375 U.S. at 350, 84 S.Ct. at 372.
However, unlike Humphrey v. Moore, the record now before this court is insufficient to reject the inference that Local 73 deliberately and unjustifiably refused to represent the plaintiffs in processing their grievances or in negotiating a new collective bargaining agreement. Also unlike Humphrey v. Moore, in which the union adopted “a familiar and frequently equitable solution to ... inevitably conflicting interests,” 375 U.S. at 347, 84 S.Ct. at 371, the record here suggests that Local 73 completely abandoned the plaintiffs in favor of North Central Security. On the present record it is also conceivable that the plaintiffs were “on the outs” with Local 73 for refusing to drop their demand for double-time pay on Sundays.
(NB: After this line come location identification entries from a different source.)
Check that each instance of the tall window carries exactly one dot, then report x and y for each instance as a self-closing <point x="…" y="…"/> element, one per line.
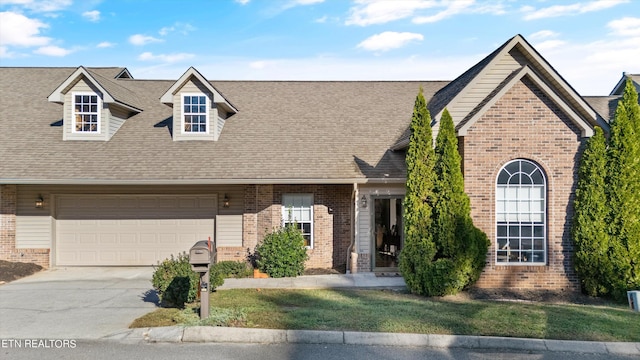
<point x="86" y="113"/>
<point x="297" y="209"/>
<point x="194" y="113"/>
<point x="521" y="214"/>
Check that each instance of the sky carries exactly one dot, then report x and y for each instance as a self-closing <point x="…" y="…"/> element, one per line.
<point x="590" y="43"/>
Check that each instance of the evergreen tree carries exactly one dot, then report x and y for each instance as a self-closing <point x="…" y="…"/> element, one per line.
<point x="624" y="192"/>
<point x="589" y="231"/>
<point x="418" y="249"/>
<point x="461" y="248"/>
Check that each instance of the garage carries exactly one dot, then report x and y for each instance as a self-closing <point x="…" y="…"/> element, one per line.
<point x="129" y="230"/>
Dober v. Roadway Express, Inc., 707 F.2d 292, 294 (7th Cir.1983). Nothing in the record shows that Local 73 took any steps to negotiate the termination of plaintiffs’ collective bargaining agreement or plaintiffs’ discharge. Nothing discloses the circumstances of Local 189’s merger with Local 73 or Local 73’s relationship with North Central Security. In short, defendant has failed to foreclose the inference that Local 73 acted with deliberate hostility toward the plaintiffs. Where a choice of inferences is possible from summary judgment materials, the court must draw the inference *1235that favors the party resisting summary judgment. Adickes v. S.H. Kress & Co., 398 U.S. 144, 158-59, 90 S.Ct. 1598, 1608-09, 26 L.Ed.2d 142 (1970).
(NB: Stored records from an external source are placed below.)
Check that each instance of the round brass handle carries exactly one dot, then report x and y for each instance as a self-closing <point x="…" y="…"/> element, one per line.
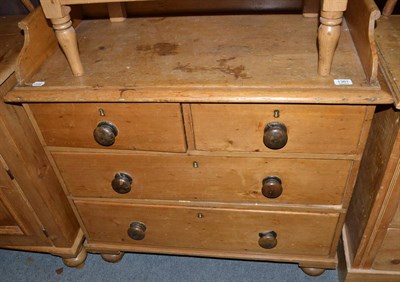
<point x="272" y="187"/>
<point x="105" y="133"/>
<point x="268" y="239"/>
<point x="137" y="230"/>
<point x="275" y="135"/>
<point x="122" y="183"/>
Further development of the record may well disclose a lack of merit in plaintiffs’ claims against the defendant, either on the grounds raised here or on other grounds. In particular, plaintiffs’ only possible substantive claim under § 301 is extremely limited, resting almost entirely on the character of the parties’ impasse in failing to reach a new contract. Defendants may be entitled to summary judgment on the merits of that claim, or plaintiffs may not be able to advance it and still comply with Rule 11, but neither side has discussed the issue, nor has discovery apparently been devoted to it. Under the circumstances, granting summary judgment on that basis now would be inappropriate, but nothing in this opinion precludes the argument from being raised in a new summary judgment motion.
CONCLUSION
Defendant’s motion for summary judgment is denied.
. Apparently Local 73 replaced Local 189 as plaintiffs’ exclusive bargaining agent after the two locals merged in 1983, but the collective bargaining agreement does not appear to have been amended to reflect the change.
. The record contains no details of the "impasse” or of any negotiations for a new collective bargaining agreement.
. The claim is also probably an unfair labor practice under 29 U.S.C. § 158(a)(3), but under Garmon that issue is within the exclusive jurisdiction of the National Labor Relations Board.
. Defendants assert that the overtime claims are now barred by the applicable six-month statute of limitations. DelCostello v. International Brotherhood of Teamsters, 462 U.S. 151, 103 S.Ct. 2281, 76 L.Ed.2d 476 (1983). The court agrees.